Les meilleurs documentaristes sont ceux qui prennent leurs sujets à bras-le-corps, quitte à se donner du temps (Frederick WISEMAN), à s’effacer (Gianfranco ROSI), à adapter leur dispositif aux circonstances (Raymond DEPARDON) ou carrément à se mettre en scène (comme Michael MOORE ou Agnès VARDA). Au sein de cette confrérie de plus en plus nombreuse, Nicolas PHILIBERT reste auréolé du titre de champion du box-office que lui a valu le triomphe populaire d’Être et avoir avec plus d’1,8 million d’entrées en 2002. La diversité de son inspiration fait toutefois de lui un auteur inclassable, comme le confirme son nouveau film, De chaque instant. Il y questionne le sens de la vocation à travers l’apprentissage professionnel et humain des élèves d’un institut de formation en soins infirmiers.
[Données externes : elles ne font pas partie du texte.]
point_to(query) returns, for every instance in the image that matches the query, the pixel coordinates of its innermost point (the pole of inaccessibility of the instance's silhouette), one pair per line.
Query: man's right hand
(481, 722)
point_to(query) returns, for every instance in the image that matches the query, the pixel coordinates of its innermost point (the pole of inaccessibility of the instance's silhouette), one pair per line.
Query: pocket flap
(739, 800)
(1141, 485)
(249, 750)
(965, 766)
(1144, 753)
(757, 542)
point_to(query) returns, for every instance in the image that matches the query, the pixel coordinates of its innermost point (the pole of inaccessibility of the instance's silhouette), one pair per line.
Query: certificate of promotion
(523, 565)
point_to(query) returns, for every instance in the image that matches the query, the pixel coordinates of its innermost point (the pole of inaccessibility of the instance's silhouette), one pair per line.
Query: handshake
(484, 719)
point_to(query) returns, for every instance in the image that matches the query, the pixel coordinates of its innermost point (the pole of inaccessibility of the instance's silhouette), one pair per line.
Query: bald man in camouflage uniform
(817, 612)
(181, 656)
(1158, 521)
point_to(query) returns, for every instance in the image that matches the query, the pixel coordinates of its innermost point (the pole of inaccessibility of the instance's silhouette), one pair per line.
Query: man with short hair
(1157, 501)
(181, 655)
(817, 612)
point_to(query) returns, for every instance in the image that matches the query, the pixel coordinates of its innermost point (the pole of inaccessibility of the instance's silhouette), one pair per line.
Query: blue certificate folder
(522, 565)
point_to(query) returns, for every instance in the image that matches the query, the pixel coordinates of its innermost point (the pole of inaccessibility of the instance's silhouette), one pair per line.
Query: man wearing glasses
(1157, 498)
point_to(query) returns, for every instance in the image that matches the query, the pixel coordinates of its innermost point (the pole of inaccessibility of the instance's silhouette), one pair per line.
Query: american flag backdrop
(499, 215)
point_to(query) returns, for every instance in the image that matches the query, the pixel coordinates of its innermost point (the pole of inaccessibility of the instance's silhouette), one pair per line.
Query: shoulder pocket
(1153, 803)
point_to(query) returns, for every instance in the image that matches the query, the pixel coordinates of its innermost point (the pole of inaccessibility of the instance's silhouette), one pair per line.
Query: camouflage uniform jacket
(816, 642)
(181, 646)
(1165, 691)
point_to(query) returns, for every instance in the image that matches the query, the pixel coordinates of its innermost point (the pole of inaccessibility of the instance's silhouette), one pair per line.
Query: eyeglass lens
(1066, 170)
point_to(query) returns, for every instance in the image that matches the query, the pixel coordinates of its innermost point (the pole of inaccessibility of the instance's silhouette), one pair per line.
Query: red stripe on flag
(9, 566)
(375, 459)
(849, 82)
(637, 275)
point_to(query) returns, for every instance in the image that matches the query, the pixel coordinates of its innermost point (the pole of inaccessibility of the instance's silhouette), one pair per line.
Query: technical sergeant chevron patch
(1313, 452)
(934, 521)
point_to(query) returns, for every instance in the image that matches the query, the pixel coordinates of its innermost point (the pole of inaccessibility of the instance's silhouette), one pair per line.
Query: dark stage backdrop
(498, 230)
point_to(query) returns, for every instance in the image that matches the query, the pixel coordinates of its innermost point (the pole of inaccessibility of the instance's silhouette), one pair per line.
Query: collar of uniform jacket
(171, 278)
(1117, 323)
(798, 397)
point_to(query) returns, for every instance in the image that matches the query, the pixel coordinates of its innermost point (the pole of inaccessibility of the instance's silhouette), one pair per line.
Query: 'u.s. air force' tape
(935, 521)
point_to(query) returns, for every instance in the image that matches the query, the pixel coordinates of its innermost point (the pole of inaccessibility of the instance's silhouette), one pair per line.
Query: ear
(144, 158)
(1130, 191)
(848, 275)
Le réalisateur y observe surtout des jeunes femmes confrontées à des gestes simples et surtout à des personnes fragilisées au fil d’un processus qui va contribuer à les faire mûrir à l’accéléré sur le plan psychologique, sinon pour certaines à être propulsées dans l’âge adulte. Au passage, Philibert manifeste une empathie communicative pour son sujet et souligne l’implication et la générosité de ces professionnels de la santé en devenir que l’actualité ne mentionne généralement que pour souligner la dégradation de leurs conditions de travail, alors qu’ils comptent parmi les derniers à exercer un authentique sacerdoce, de la naissance à la mort. Ce beau film célèbre leur dévouement… de chaque instant.
Critique de Jean-Philippe GUERAND
Film documentaire français de Nicolas PHILIBERT (2018). 1h45.